# PTG in Aberdeenshire



## johnnybond (May 19, 2008)

Hi Guys.
Has anyone in the aberdeenshire area got a PTG I could borrow for a day or two? dont have the funds to buy one just now and dont want to polish without doing a quick check of the paint thickness! 

Cheers
Johnny :buffer:


----------



## johnnybond (May 19, 2008)

anyone??


----------



## Stew (Jul 9, 2007)

Polished Bliss might do something - especially if you buy a pile of stuff!

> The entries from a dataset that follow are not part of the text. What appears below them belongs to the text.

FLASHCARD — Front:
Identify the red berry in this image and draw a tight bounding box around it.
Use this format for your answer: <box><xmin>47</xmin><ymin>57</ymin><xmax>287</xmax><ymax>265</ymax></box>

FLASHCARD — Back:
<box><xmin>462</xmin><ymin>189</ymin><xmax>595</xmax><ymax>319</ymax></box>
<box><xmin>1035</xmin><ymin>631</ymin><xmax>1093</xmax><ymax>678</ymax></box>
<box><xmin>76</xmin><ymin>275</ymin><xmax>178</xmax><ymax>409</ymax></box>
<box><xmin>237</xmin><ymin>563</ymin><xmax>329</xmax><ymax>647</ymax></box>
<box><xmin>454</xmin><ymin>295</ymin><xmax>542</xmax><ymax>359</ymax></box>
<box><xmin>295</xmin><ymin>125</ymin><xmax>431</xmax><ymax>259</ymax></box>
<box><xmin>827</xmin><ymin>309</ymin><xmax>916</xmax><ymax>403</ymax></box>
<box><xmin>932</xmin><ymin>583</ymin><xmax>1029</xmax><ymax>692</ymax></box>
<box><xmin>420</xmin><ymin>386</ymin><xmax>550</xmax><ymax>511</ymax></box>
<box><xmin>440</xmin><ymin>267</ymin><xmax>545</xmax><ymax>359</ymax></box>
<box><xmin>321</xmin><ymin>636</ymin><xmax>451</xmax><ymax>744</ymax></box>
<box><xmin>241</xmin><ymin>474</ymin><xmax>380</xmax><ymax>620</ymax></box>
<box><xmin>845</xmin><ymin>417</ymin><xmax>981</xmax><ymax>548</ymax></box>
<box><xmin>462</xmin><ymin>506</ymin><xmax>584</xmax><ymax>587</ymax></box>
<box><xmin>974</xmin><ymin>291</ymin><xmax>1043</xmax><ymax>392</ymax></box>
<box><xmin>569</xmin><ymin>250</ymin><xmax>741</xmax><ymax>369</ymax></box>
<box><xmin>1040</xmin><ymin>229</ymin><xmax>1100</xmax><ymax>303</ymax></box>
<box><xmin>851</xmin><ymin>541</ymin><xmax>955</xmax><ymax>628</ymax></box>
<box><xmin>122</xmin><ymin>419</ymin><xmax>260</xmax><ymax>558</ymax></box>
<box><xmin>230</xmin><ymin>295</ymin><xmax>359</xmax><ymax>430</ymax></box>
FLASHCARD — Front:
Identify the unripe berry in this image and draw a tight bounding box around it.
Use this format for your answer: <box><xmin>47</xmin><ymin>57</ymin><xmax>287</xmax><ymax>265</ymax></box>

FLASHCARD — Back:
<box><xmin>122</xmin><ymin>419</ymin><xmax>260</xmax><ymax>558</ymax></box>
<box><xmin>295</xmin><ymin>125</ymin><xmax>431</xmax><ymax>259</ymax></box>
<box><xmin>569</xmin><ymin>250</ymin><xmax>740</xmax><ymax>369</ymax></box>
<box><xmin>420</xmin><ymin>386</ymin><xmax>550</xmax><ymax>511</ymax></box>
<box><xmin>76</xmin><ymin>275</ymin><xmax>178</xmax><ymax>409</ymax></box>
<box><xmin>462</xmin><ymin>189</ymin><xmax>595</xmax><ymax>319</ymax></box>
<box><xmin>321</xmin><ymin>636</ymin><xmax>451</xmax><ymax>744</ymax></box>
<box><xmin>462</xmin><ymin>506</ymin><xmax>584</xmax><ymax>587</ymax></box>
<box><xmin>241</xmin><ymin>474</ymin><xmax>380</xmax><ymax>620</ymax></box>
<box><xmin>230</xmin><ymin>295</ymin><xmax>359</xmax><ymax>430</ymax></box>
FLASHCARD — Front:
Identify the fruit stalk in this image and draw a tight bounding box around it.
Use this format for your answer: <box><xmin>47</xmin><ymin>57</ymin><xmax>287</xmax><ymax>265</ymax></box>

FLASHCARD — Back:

I'd call them first though to make sure they'd have time. It's worth a try.


----------



## Clark @ PB (Mar 1, 2006)

As Stew says, swing in by us if you like and I'll run the gauges over your car for you and highlight any areas you should be careful of polishing (if there are any )


----------



## Mirror Finish Details (Aug 21, 2008)

Clark said:


> As Stew says, swing in by us if you like and I'll run the gauges over your car for you and highlight any areas you should be careful of polishing (if there are any )


What a decent chap.


----------



## Stew (Jul 9, 2007)

plankton said:


> What a decent chap.


You haven't seen his bill yet! :lol::lol:

Always worth a visit to PB HQ. Take your Credit Card though..... You'll need it. Especially if a cars in as your jaw will hit the floor when you see the work first hand!


----------



## D2. (Mar 1, 2008)

Ive got one if your stuck bud, brand new never used!


----------



## johnnybond (May 19, 2008)

Thanks for the offers guys! 
I think i know where polished bliss is but i could find it easy with directions from the website! 
Wherabouts you at D2?


----------



## Rossy (Aug 13, 2007)

Johnny, if you are still looking i have one but it only works on painted metal surfaces, could not afford the one that does plastic as well. PS i stay in C/Bay.:buffer:


----------



## johnnybond (May 19, 2008)

Hi Rossy, Thanks for the offer mate! Im in Peterhead so just a little bit away!
get your post count up so i can PM you! :thumb:


----------



## Rossy (Aug 13, 2007)

NO worries johnny, will be home in one week so we can sort something out.Weather permitting.:thumb:


----------



## Rossy (Aug 13, 2007)

What kind of polisher do you have, does your car need much work (correction) or is it just a protection detail you are doing.


----------



## johnnybond (May 19, 2008)

I have a Kestral DA, need to correct the paint, menz IP followed by 85RD Probably! :thumb: :buffer:


----------



## andytran (Mar 25, 2009)

Johnnybond

Are you experienced in this detailing lark?

Im looking to get my Black metallic Golf detailed and dont really know where to start.

Im in Peterhead also!

Andy


----------



## Rossy (Aug 13, 2007)

Andy,

Do you want to detail your car yourself or get someone to do it for you?
I can give you information or help if you wanted.
:thumb:


----------



## johnnybond (May 19, 2008)

Andy Im not that experienced but getting into it!! 
Would easy give you a hand if you need it! I have a lot of stuff if you need to borrow anything to! :thumb:


----------